Notre colère nous connecte à notre énergie vitale et à notre capacité d’affirmation. (Nous pouvons avoir peur de notre puissance.) Quand elle est refoulée, notre colère devient comme un dragon enragé, enfermé depuis trop longtemps. « Cette force souffre et devient agressive. » (Ludivine Aether)

Dialoguons avec cette force brute, et arrêtons de culpabiliser, pour l’extérioriser. La clé est d’oser honorer sa colère. C’est la clé pour la transformer : pour laisser la vie en nous la transformer. Notre dragon intérieur se met au service de la vie. La confiance peut alors revenir entre lui et nous. Apprivoisé, le dragon intérieur apporte la puissance et l’élan spirituel : il est puissance de vie et de manifestation. Il crache le Verbe créateur (logos). 

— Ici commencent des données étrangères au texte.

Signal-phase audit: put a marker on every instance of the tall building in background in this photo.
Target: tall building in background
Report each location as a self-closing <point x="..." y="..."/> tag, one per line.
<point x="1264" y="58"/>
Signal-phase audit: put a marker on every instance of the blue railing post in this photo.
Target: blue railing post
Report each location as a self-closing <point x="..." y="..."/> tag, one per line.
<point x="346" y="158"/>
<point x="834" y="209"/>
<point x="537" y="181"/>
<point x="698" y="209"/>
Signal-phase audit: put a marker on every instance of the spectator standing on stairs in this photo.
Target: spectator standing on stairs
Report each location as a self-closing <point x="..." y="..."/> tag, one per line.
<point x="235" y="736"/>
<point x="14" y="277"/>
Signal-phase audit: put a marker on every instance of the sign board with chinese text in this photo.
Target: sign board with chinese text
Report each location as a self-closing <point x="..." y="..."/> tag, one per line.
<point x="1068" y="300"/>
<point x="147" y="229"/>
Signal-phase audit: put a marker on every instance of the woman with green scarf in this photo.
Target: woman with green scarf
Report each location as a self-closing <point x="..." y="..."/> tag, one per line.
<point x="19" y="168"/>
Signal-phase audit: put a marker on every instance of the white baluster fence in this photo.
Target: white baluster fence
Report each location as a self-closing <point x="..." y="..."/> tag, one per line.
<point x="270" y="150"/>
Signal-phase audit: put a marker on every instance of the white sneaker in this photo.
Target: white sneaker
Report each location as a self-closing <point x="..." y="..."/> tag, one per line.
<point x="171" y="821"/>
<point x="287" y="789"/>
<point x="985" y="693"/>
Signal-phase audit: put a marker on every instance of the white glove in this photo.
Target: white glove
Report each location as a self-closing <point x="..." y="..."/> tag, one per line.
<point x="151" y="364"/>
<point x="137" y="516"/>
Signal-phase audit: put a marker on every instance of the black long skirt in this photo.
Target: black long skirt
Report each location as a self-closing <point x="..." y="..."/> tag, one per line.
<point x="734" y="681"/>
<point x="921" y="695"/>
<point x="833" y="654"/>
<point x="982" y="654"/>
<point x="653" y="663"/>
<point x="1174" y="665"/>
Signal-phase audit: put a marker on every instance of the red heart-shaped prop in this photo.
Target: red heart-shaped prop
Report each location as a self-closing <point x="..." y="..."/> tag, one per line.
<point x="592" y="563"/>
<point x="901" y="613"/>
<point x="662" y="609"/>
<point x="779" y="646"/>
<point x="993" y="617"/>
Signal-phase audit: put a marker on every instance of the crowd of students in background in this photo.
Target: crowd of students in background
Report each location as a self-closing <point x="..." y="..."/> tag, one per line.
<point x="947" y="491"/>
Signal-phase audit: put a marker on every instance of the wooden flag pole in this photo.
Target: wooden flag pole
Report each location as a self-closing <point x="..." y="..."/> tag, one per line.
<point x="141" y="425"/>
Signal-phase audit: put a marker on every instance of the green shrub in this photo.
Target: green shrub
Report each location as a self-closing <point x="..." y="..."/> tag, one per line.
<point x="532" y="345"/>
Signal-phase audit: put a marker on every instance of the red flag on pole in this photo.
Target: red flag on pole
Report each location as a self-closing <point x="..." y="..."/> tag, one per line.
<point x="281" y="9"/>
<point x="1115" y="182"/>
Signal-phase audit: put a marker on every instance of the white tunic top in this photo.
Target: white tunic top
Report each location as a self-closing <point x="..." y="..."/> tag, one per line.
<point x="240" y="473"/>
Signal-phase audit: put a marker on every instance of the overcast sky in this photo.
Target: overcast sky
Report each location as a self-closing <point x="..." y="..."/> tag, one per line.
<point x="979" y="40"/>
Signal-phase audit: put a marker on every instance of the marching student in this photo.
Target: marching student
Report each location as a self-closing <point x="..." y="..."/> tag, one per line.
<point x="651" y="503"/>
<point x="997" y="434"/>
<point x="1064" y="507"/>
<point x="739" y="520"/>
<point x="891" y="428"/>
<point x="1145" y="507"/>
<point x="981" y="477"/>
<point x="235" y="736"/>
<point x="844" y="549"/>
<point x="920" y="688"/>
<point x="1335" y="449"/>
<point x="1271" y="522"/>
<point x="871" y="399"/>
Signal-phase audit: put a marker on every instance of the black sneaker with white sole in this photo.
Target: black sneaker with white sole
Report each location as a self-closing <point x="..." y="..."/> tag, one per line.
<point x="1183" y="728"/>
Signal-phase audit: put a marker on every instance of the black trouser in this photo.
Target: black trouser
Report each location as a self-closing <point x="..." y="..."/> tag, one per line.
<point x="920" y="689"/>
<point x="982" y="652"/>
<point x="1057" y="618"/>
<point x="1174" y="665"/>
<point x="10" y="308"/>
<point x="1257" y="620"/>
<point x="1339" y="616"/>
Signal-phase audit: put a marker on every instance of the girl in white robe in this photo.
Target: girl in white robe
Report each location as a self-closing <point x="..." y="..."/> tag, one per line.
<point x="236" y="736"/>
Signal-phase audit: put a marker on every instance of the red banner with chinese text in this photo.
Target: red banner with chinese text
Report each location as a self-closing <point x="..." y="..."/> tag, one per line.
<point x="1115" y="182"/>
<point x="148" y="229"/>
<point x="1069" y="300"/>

Ne donnez jamais une épée à quelqu'un qui ne sait pas danser

L'enfant qui sert de paratonnerre à ses parents, et ignore l’art du combat, devient un être de cuivre : son empathie surdéveloppée conduit trop les émotions des autres. Quand sa maison intérieure est respectée et quand il est initié tôt à la puissance du « non », il devient un être de fer : son guerrier intérieur est armé. (Robert Bly)

Sa force le protège et autorise, en cas d’invasion, une violence maîtrisée, sans culpabilité. La protection des limites fonctionne dans les deux sens : autorisation à se défendre, et autorisation à refuser de rendre un service qui dépasse ses ressources (conscience de soi et responsabilité de soi). 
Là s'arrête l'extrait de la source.